Domestic team information
- 1897–1899: Cambridgeshire
- 1921/22: Europeans

Career statistics
| Competition | First-class |
| Matches | 1 |
| Runs scored | 4 |
| Batting average | 2.00 |
| 100s/50s | –/– |
| Top score | 4 |
| Balls bowled | 30 |
| Wickets | 0 |
| Bowling average | – |
| 5 wickets in innings | – |
| 10 wickets in match | – |
| Best bowling | – |
| Catches/stumpings | 1/– |
- Source: Cricinfo, 18 July 2019

= Rudolph Anstead =

English cricketer

Rudolph David Anstead (2 June 1876 – 6 January 1962) was an English first-class cricketer.

The son of the cricketer Walter Anstead, he was born in June 1876 at Wisbech. He was educated at Giggleswick School, before going up to Christ's College, Cambridge.
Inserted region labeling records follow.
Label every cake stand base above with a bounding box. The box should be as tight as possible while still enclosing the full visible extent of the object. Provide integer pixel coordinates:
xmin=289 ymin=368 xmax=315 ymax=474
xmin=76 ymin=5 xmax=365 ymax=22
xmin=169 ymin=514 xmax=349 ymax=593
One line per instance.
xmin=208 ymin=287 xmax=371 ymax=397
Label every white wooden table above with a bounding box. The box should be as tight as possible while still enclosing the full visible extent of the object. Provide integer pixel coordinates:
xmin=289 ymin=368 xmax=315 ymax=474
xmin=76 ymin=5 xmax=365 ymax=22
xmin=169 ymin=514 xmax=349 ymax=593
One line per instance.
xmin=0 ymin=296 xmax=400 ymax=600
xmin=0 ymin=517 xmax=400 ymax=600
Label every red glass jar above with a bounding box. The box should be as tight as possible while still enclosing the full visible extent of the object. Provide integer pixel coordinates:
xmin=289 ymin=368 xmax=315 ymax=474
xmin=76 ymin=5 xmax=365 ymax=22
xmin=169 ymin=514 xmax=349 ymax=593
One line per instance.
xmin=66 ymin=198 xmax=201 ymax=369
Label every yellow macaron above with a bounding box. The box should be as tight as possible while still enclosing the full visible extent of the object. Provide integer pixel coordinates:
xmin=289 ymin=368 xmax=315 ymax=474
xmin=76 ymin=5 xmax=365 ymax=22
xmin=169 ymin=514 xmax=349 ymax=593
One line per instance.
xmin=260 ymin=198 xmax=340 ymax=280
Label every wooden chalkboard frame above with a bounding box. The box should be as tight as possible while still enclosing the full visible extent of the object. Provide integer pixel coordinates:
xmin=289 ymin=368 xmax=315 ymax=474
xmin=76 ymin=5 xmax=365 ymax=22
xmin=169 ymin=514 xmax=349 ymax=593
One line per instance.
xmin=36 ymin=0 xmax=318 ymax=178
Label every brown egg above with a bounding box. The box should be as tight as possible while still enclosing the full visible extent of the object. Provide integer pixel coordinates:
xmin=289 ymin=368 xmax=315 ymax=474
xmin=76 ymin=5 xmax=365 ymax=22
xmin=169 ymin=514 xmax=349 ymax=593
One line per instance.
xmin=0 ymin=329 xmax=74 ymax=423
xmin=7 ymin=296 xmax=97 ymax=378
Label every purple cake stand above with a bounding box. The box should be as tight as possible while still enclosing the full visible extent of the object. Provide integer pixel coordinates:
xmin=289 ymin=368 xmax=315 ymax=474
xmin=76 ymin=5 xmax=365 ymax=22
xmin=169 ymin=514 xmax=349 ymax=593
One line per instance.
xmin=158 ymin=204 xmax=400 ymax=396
He played minor counties cricket for Norfolk from 1897-99, making eleven appearances in the Minor Counties Championship. After studying natural sciences at Cambridge, he graduated in 1899. He worked as an analyst at a chemical plant at Hull in 1899-1900, before working as a researcher in a government laboratory at Bridgetown, Barbados from 1900-05, which included working for the Imperial Department of Agriculture in the British West Indies. From 1905-09, was the agricultural superintendent for the Botanical Gardens, Grenada. From 1909, he relocated to British India, where he worked as a scientific officer for the United Planters Association of Southern India until 1920. He served as the deputy director of planting districts in Coimbatore in 1920, before serving as the director of agriculture at the Madras Agricultural Department from 1922-33.

While in British India, he made a single appearance in first-class cricket for the Europeans cricket team against the Indians in 1921–22 Madras Presidency. Batting twice in the match, he was dismissed for 4 runs in the Europeans first-innings by Lakshmanan Rao, while in their second-innings he was dismissed without scoring by T. Vasu Nayudu. He was a fellow at the University of Madras and was made a Companion of the Order of the Indian Empire in the 1927 New Year Honours. He retired in 1931 and returned to England, where he died at Bishop's Stortford in January 1962.